Topic: With (a) clarity
Posted: Saturday, March 24, 2018 9:06:01 AM
Thanks. I would venture to say that this topic is no less mysterious than quantum mecanics:)
Topic: With (a) clarity
Posted: Saturday, March 24, 2018 8:53:38 AM
I expressly constructed that sentence with the article because I intuitively knew it was needed there. I just wanted to make sure that my intuitive sense pointed in the right direction.

On the other hand, a few changes to that sentence make the presence of the article optional. For some reason, the following sentence does not sound strange with no article before 'terrifying clarity'.
Quote:
The author described those rituals with such terrifying clarity that the memories of them haunted us for years


Could anyone confirm that it still sounds good and the absence of 'a' detracts nothing from it?

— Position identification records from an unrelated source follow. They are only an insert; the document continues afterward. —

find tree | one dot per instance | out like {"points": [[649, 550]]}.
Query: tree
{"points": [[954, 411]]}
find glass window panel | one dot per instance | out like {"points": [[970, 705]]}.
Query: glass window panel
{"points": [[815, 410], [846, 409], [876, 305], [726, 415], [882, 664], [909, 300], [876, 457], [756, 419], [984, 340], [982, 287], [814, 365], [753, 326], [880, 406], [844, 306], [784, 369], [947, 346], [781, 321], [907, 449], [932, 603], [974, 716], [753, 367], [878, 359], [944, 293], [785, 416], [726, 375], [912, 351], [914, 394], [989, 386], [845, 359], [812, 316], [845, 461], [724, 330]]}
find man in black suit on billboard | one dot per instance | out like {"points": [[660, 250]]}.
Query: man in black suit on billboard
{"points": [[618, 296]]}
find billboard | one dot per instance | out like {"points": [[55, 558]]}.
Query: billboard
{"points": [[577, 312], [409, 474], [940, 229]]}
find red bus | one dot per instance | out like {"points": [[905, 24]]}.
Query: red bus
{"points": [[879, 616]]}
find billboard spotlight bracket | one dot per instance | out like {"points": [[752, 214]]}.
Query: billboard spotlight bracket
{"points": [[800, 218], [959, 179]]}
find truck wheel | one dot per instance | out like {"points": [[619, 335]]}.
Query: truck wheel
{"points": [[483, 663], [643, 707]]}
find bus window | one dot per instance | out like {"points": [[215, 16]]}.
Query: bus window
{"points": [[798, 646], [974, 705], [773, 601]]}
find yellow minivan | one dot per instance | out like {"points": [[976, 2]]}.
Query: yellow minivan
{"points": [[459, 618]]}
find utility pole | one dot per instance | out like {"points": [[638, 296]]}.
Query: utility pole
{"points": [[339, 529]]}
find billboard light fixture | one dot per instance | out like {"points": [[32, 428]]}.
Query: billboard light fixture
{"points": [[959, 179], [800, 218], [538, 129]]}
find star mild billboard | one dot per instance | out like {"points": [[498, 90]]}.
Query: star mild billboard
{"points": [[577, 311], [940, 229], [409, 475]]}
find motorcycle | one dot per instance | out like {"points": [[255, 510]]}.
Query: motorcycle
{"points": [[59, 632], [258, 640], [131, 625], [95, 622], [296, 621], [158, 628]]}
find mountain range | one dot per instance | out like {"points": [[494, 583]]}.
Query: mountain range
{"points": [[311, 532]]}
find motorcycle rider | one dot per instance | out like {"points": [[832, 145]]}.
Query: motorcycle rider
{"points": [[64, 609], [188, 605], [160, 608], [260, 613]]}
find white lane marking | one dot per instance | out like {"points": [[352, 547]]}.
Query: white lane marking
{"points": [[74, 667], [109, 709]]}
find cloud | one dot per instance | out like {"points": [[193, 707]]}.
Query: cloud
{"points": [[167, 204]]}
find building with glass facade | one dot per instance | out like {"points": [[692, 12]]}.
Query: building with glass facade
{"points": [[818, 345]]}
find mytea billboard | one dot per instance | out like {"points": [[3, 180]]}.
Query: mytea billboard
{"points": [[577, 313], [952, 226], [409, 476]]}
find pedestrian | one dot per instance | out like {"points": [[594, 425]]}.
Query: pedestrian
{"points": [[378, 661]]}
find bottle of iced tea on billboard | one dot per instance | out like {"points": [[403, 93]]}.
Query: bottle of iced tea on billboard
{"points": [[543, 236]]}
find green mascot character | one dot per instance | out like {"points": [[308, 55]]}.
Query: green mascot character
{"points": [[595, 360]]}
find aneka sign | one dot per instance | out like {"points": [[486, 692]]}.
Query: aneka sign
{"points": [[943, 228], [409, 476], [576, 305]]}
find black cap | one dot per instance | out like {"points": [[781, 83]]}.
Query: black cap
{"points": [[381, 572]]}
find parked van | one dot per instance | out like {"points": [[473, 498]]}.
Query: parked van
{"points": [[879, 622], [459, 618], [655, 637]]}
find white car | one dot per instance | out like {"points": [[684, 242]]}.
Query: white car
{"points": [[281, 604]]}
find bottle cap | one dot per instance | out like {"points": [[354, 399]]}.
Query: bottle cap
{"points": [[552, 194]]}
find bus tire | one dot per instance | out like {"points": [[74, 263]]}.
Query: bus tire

And just for the sake of reiteration I will put below the original sentence in which the article 'a' makes it sound better
Quote:
The author described those rituals with a clarity so terrifying that the memories of them haunted us for years


Topic: With (a) clarity
Posted: Saturday, March 24, 2018 5:01:32 AM
Thar, Heleney, thank you for this discussion.

Now that Thar has confirmed that my sentence is good, I have a firmer grasp of this topic. And I agree that
mastery of articles comes with experience. As one's experience with the language increases, so does his or her level of understanding of different aspects of it, including the usage of articles. The topic of articles is too difficult and multifaceted to get it down pat in one fell swoop.
Topic: With (a) clarity
Posted: Saturday, March 24, 2018 1:17:17 AM
How about this sentence, which I made up.

Quote:
The author described those rituals with a clarity so terrifying that the memories of them haunted us for years


Is the article before 'clarity' necessary here?

Topic: With (a) clarity
Posted: Friday, March 23, 2018 1:46:26 PM
'Empyrean' can also mean outstanding, awe-inspiring. I do not see much sense in the author's supposed decision to forgo this definition in order to define a specific location. Whether it's with the article 'an' or without it, the sentence basically means the same.
Topic: With (a) clarity
Posted: Friday, March 23, 2018 11:27:12 AM
Hello!

Recently I have stumbled upon two sentences in which the use of articles is somewhat confusing.
Here are those sentences.

This one is from National Post
Quote:
The history of the 20th century demonstrates with horrifying clarity that speech paves the way for action


This one is from New York Times
Quote:
In his images Audubon portrayed birds with an empyrean clarity


Juxtaposing the two sentences, I cannot fathom what is so special about the second sentence that the writer chose to use 'an' before the word 'empyrean'. Does it create a particular shade of meaning?
Topic: That someone would have done something is ....
Posted: Thursday, March 15, 2018 12:11:58 PM
Thank you.
Topic: That someone would have done something is ....
Posted: Thursday, March 15, 2018 11:51:16 AM
Hello dear forum members!

I know pefectly well that the modal verb 'would' is not only used to express a hypothetical scenario, but also, among other possible uses, to express a feeling. For example, with the following sentence a speaker might convey his or her feeling of astonishment while the situation the sentence describes is not hypothetical, but real. Here, 'would' is used to facilitate a sense of detachment from reality while in fact the sentence describes reality.

Quote:
That the government would be arresting law-abiding citizens is really beyond belief



However, I cannot recall ever hearing or seeing the verb 'would' used in this sense with 'have+past participle'. Does the sentence below sound natural? It's meant to express a feeling of indignation at what has happened.

Quote:
That he would have insulted his mother is really sickening


A more usual way to put it would be 'it is really sickening that he (has) insulted his mother'. But still, can one use the structure 'would+have + past participle' to express a feeling concerning past actions or events without sounding stilted or ungrammatical?